そこに捜索願を出していた自分の携帯を携える奴の声がする。


「おい。残念な知らせだ。ここには摂末社に稲荷神社がない。しかも最寄り稲荷神社は徒歩2時間はかかる。9.7kmだそうだ。しかもバスも電車も遠いぞ。どうするか。」


霊体化したマルはそう言って自分のスマホを神術で浮遊させながら見せてくる。


「やっぱりマルが持ってたのか。」


スマホ本体に傷はなく、液晶画面もヒビが入っていない。それを見て安堵した自分は画面を注視する。


「ふむ、なるほど!なるほど!ってこんな所見られたらどうする!スマホが空中浮遊なんてヤバいだろうが!」


冷静に思い返すとここは精神世界ではなく、現実世界であることを思い出す。自分は慌てて浮遊するスマホをキャッチし、周囲を確認する。幸い周りには人っ子一人いない。これが幸いと言えるのかは、この後分かるが。

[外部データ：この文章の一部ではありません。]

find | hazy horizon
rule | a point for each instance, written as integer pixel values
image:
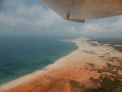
(33, 18)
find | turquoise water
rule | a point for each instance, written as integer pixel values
(23, 55)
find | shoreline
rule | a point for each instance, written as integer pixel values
(28, 77)
(89, 56)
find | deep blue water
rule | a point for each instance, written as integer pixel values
(23, 55)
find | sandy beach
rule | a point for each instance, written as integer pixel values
(83, 67)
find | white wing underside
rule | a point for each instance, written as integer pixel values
(86, 9)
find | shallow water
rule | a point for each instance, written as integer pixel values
(23, 55)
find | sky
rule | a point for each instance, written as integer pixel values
(33, 17)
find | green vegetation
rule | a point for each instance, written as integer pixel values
(108, 84)
(118, 48)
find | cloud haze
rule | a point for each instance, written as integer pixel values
(32, 17)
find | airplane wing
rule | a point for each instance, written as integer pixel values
(81, 10)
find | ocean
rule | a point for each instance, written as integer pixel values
(23, 55)
(115, 43)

「ねえ。すぐに帰れないのはわかったからさ、宿を探した方がよくない?それに元々こんな大荷物で来たのは泊まる予定だったんでしょ?そしたら、まずは宿探しでしょ!」


「確かにな。元々離島で、一泊の予定だったんだが、クグス神の転移神術のお陰で泊まる予定が無くなったからな。ここいらで泊まれれば、良いが、普通の宿では保護者抜きでは泊めさせてくれないだろ。」


マルからここまで常識的な言葉が出てきて驚く。いつも保護者無しで、連れ回している誰かの言葉とは思えない。


未成年者略取誘拐っていう罪を誰かこの猫に教えてやってくれ。


あ、猫だから罪には問えないか。


しかしチャウチュール禁止命令くらいは出して貰わなくては、今後の高度知能動物の犯罪は抑止できない。真剣に法務省に投書しようかと悩ましいところだ。


「なら、民間のホテルとかじゃなくて、神社関係者の家に泊まらせて貰えないのか?ほら、マルの知り合いとかにそう言う人いないのか?」 


神社の関係者なら突然の来訪者にも、対応してくれそうな、位の高い神職が一人くらいはいそうだと、勝手に想像しただけだが。


「あ!そっか!兵庫でしょ。いるよ!泊まらせてくれる人!」


「ほう!ちなみにその人はどんな方で?」


「えーとね。誰に頼んでみる?県知事か、国会議員か。それともここの市長さんとか?私的にはここの市長とかよりも、隣の県になっちゃうけど、隣の市長さんならお会いした事あるから、頼みやすいかな。」


何と言うか。住む世界が違い過ぎる。普通はそんな人の連絡先知らないだろ。恐らく普通の中学生にそんな電話教えてくれないだろう。


「ちなみに、その方の電話番号はどうやって知ったんだ?」


「えっ?知らないけど、教えて貰えばいいじゃん。役所にかけて秘書さんに繋いで貰えば教えてくれると思うけど。」


おやおや、役所はいつから個人の電話取次をするようになったんだ?これは特権階級の横暴だ。


野党の皆さん!議会で取り上げるべき案件発生してますよ! 


「な、なるほど。賢いな。それってよくやってるのか?」


「一度だけしかやったことないけど、上手く行くと思うよ。おじいちゃんの名前を知らない人の方が少ないし。」


「さ、さすがだな。ヒカル様は。感服したよ。そしたら、宿る探しの方はヒカルに頼めるか?」


マルも権力に頼る事としたらしい。神使の力も権力者の孫の力に比べれば、大したことはないのかもしれない。